Some functionality of the MaxScale failover is also implemented by orchestrator, which I author. Orchestrator was built in production environments by and for operational people. In this respect it has gained many insights and had to cope with many real-world cases, special cases & Murphy’s law cases. This post compares logic, feature set and capabilities of the two where relevant. To some extent the below will read as “hey, I’ve already implemented this; shame to re-implement the same”, and indeed I think that way; but it wouldn’t be the first time a code of mine would just be re-implemented by someone else and I’ve done the same, myself.

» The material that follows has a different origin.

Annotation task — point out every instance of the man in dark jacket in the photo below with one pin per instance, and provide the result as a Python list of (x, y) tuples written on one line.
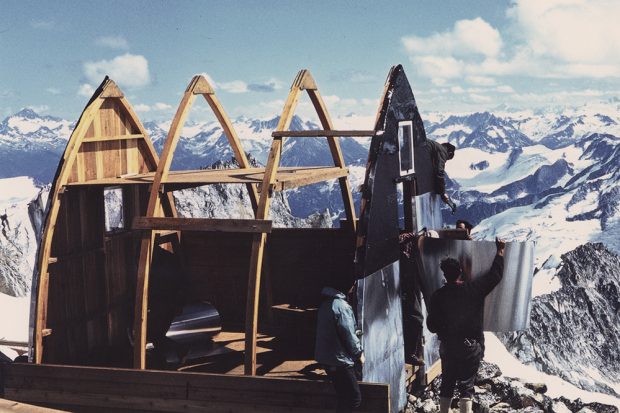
[(440, 154), (456, 316), (337, 347)]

I’m describing the solution the way I understood it from the talk. If I’m wrong on any account I’m happy to be corrected via comments below. Edit: please see comment by Dipti Joshi

General overview

The idea is that MaxScale operates as a proxy to your topology. You do not connect to your master directly, but rather through MaxScale. Thus, MaxScale acts as a proxy to your master.

The next phase is that MaxScale would also auto-detect master failure, fix the topology for you, promote a new master, and will have your application unaware of all the complexity and without the app having to change setup/DNS/whatever. Of course some write downtime is implied.

Now for some breakdown.

Detection

The detection of a dead master, the check by which a failover is initiated, is based on MaxScale not being able to query the master. This calls for some points for consideration:

  • Typically, I would see “I can’t connect to the master therefore failover” as too hysterical, and the basis for a lot of false positives.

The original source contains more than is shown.